Electric field-driven folding of single molecules

Folding of molecules is an essential process in nature, and various molecular machines achieve their chemical and mechanical function via controlled folding of molecular conformations. The electric field offers a unique strategy to drive the folding of molecular conformation and to control charge transport through single molecules but remains unexplored. The single-molecule break junction technique provides access to detect the conformational changes via the monitoring of single-molecule conductance, and the electric field between two metal electrodes with nanoscale spacing can provide an extremely strong to achieve in-situ control and detection of molecular folding at the single-molecule level. Here, we use the electric field to control the single-molecule folding using the scanning tunneling microscope break junction (STM-BJ) technique. The electric fields induced folding could lead to a similar to 1400% conductance change of the single-molecule junctions, and the folding/unfolding process can be in-situ switched at the scale of milliseconds. DFT calculations suggest the conformational control originates from the electric fieldinduced charge injection, and the formation of homoconjugated conformation with the overlapped orbitals.
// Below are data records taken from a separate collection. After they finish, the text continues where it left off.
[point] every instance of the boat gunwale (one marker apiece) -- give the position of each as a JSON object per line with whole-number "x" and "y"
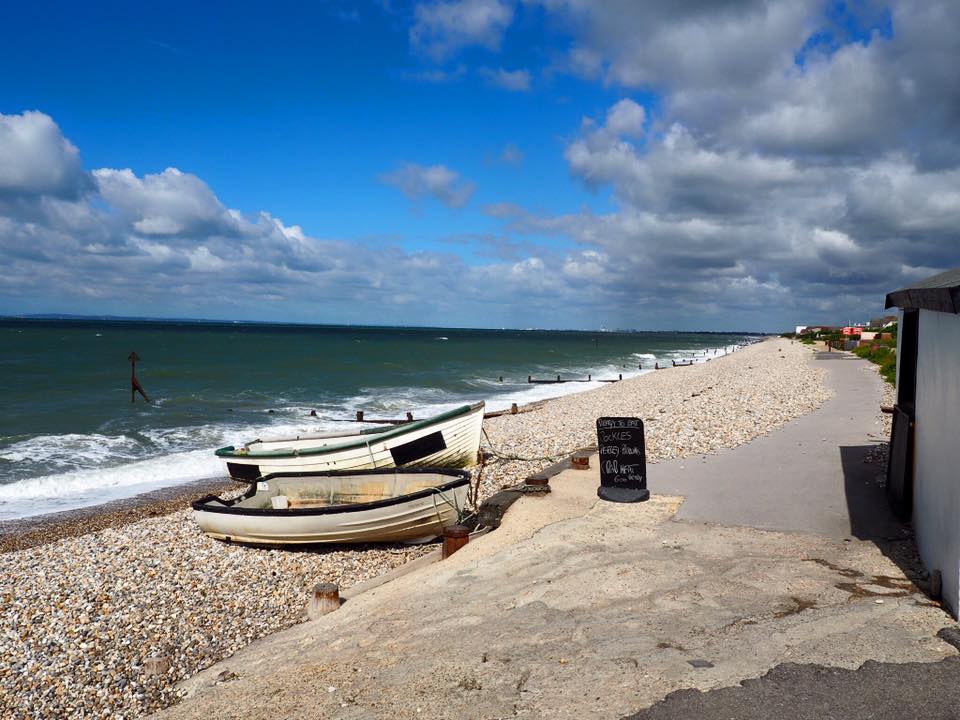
{"x": 228, "y": 507}
{"x": 231, "y": 452}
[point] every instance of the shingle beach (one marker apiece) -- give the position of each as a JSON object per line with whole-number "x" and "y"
{"x": 81, "y": 615}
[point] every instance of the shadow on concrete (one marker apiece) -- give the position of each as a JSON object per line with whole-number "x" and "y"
{"x": 875, "y": 691}
{"x": 871, "y": 517}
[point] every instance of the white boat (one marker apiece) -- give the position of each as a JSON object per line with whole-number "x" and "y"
{"x": 385, "y": 505}
{"x": 450, "y": 439}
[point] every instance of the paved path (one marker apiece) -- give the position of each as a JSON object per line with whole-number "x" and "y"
{"x": 808, "y": 476}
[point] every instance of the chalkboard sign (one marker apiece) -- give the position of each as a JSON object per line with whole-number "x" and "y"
{"x": 623, "y": 460}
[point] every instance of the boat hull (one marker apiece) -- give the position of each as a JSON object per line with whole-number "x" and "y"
{"x": 444, "y": 442}
{"x": 416, "y": 516}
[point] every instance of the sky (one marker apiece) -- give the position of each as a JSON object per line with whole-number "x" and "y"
{"x": 698, "y": 165}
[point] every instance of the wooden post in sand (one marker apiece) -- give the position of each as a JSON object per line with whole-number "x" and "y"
{"x": 135, "y": 386}
{"x": 454, "y": 538}
{"x": 325, "y": 599}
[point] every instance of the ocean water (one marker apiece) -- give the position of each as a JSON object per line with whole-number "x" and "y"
{"x": 69, "y": 435}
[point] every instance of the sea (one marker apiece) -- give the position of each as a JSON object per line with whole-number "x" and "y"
{"x": 71, "y": 437}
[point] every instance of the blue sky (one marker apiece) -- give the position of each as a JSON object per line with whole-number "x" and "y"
{"x": 553, "y": 163}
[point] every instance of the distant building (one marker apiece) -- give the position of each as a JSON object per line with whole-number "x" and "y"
{"x": 923, "y": 481}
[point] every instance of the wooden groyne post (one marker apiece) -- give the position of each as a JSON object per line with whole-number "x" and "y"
{"x": 135, "y": 386}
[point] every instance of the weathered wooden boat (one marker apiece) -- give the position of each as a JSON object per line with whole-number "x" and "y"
{"x": 383, "y": 505}
{"x": 450, "y": 439}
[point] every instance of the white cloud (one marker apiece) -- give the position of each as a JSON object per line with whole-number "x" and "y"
{"x": 171, "y": 203}
{"x": 442, "y": 28}
{"x": 35, "y": 158}
{"x": 438, "y": 181}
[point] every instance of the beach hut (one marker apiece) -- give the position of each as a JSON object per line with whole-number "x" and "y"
{"x": 923, "y": 481}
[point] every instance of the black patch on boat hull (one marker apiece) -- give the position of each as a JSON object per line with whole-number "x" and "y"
{"x": 243, "y": 471}
{"x": 419, "y": 448}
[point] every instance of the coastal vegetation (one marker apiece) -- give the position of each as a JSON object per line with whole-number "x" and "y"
{"x": 884, "y": 354}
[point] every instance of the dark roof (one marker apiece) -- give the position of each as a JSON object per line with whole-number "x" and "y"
{"x": 940, "y": 293}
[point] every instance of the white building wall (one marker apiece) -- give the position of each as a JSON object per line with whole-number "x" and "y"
{"x": 936, "y": 494}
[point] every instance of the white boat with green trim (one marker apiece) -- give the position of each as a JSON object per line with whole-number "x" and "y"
{"x": 451, "y": 439}
{"x": 385, "y": 505}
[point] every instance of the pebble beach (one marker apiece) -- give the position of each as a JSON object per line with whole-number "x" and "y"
{"x": 104, "y": 623}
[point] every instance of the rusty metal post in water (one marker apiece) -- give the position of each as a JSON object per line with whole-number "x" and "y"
{"x": 135, "y": 386}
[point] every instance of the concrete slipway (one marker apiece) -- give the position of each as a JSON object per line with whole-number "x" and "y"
{"x": 782, "y": 552}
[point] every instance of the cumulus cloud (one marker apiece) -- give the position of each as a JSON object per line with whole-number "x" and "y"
{"x": 513, "y": 80}
{"x": 442, "y": 28}
{"x": 36, "y": 160}
{"x": 438, "y": 181}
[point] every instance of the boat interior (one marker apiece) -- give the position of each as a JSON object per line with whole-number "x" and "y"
{"x": 317, "y": 491}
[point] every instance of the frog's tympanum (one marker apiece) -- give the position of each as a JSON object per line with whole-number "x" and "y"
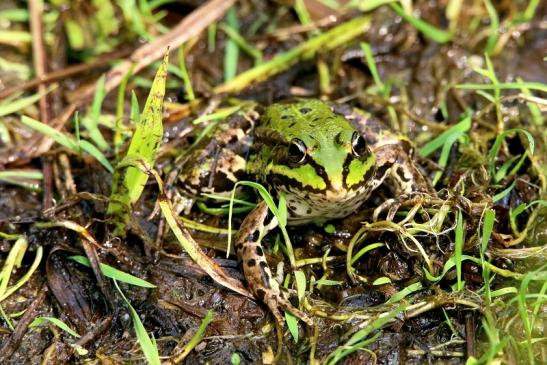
{"x": 323, "y": 164}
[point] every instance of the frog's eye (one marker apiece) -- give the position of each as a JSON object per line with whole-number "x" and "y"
{"x": 297, "y": 151}
{"x": 358, "y": 145}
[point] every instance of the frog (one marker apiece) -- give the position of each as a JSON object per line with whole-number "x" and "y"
{"x": 325, "y": 160}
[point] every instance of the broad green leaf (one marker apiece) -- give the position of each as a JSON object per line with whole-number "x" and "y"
{"x": 128, "y": 181}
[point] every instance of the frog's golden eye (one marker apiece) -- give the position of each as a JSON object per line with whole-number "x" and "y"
{"x": 297, "y": 151}
{"x": 358, "y": 145}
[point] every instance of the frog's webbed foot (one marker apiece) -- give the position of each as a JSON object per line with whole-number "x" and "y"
{"x": 257, "y": 272}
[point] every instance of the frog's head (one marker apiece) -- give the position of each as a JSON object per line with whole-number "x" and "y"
{"x": 321, "y": 152}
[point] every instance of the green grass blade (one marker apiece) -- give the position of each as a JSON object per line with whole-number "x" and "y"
{"x": 436, "y": 34}
{"x": 231, "y": 52}
{"x": 148, "y": 347}
{"x": 450, "y": 134}
{"x": 189, "y": 90}
{"x": 59, "y": 137}
{"x": 91, "y": 122}
{"x": 323, "y": 42}
{"x": 62, "y": 325}
{"x": 113, "y": 273}
{"x": 12, "y": 106}
{"x": 97, "y": 154}
{"x": 538, "y": 86}
{"x": 458, "y": 250}
{"x": 494, "y": 27}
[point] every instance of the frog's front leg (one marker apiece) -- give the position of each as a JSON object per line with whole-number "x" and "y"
{"x": 257, "y": 272}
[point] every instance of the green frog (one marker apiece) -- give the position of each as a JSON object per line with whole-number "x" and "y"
{"x": 326, "y": 161}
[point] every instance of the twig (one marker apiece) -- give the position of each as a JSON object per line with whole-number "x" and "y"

This work provides the first demonstration of electric field-driven molecular folding, which is essential for the understanding of molecular machines in nature and for the design of artificial molecular machines.(c) 2023 Published by Elsevier B.V. on behalf of Chinese Chemical Society and Institute of Materia Medica, Chinese Academy of Medical Sciences.

Automated summary

The folding of molecules is an essential process in nature, and this study demonstrates the use of electric fields to drive and control the folding of molecular conformations. By utilizing the single-molecule break junction technique, the researchers were able to detect conformational changes through monitoring changes in single-molecule conductance, while also using electric fields to achieve in-situ control and detection of molecular folding at the single-molecule level.